The following covariates were evaluated: age, sex, preoperative Body Mass Index (BMI), American Society Anaesthesiology (ASA) score, comorbidity count (beside osteoarthritis), diabetes (present or absent), smoking status (never vs. ever-smoker), diagnosis (primary vs. secondary osteoarthritis), stem fixation (cemented vs. uncemented), and Charnley score. Comorbidity count was classified in less than four or ≥ 4 [24]. Ever smokers included former and current smokers.

Patients included in the local hospital-based arthroplasty registry have their information on preoperative status and surgical intervention routinely documented by the operating surgeon on specific designed data collection forms. Information about co-morbidities is retrieved from anesthesia records and discharge summaries by a medical secretary. Outcomes (all-cause revision, any other reoperation, PJI, dislocation and periprosthetic fracture) are collected by the operating surgeon or during the telephone interview if performed outside of our hospital [25].

Continuous variables were assessed for normality and reported as mean with standard deviation and compared with the t-test. Categorical variables were reported as proportions. To compare the two bearing surface groups Pearson Chi-Square tests was used.

To compare the outcomes, incidences rates were calculated and expressed in person-years. The person-time for the outcomes was the length between date of surgery and the outcome, revision for any reason, loss of follow up, death, or end of follow up (December 31, 2022) whatever came first.

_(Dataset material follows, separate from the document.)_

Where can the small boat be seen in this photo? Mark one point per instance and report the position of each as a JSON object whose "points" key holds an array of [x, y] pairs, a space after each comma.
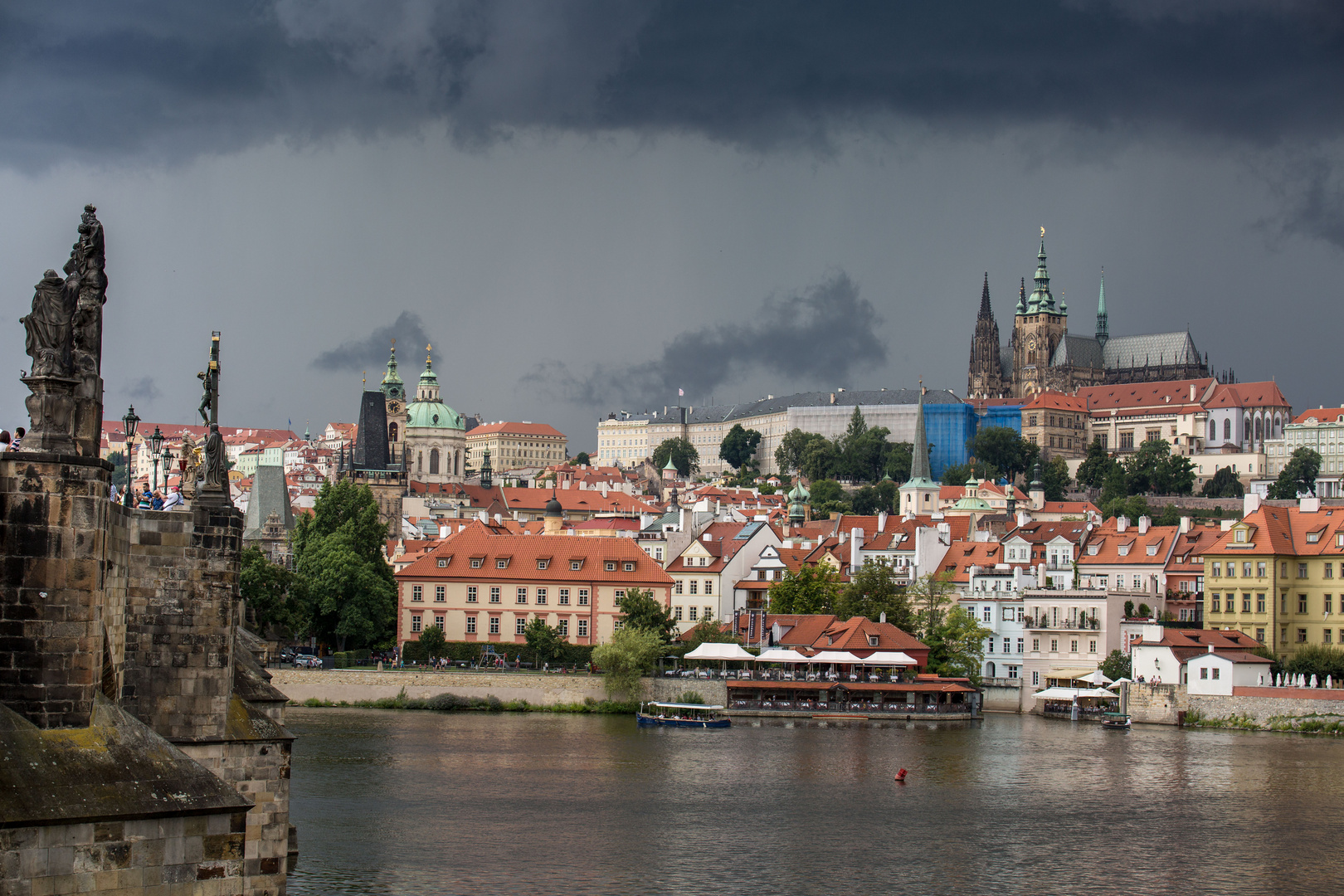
{"points": [[682, 715], [1114, 722]]}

Unadjusted and adjusted hazard ratios (HR) with 95% confidence intervals (CI) were calculated with a Cox regression model. Adjustment was performed for sex, age at surgery, diagnosis, type of stem fixation, number of diseases, BMI, ASA score and smoking status.

The cumulative risks of all-cause revision (CRR) were visualized by bearing surface using Kaplan-Meier analysis. Smoothed hazard estimates were obtained with their 95% CIs to evaluate whether the timing of the revisions differed between the two groups [26]. Hazard estimates quantify the immediate risk, in this case of all-cause revision, attached to an individual known to be alive at time t. All analysis were performed using a statistical package PASW statistics version 25 (Chicago: SPSS Inc.) and Stata version 17 (Stata Corp., College Station, Texas).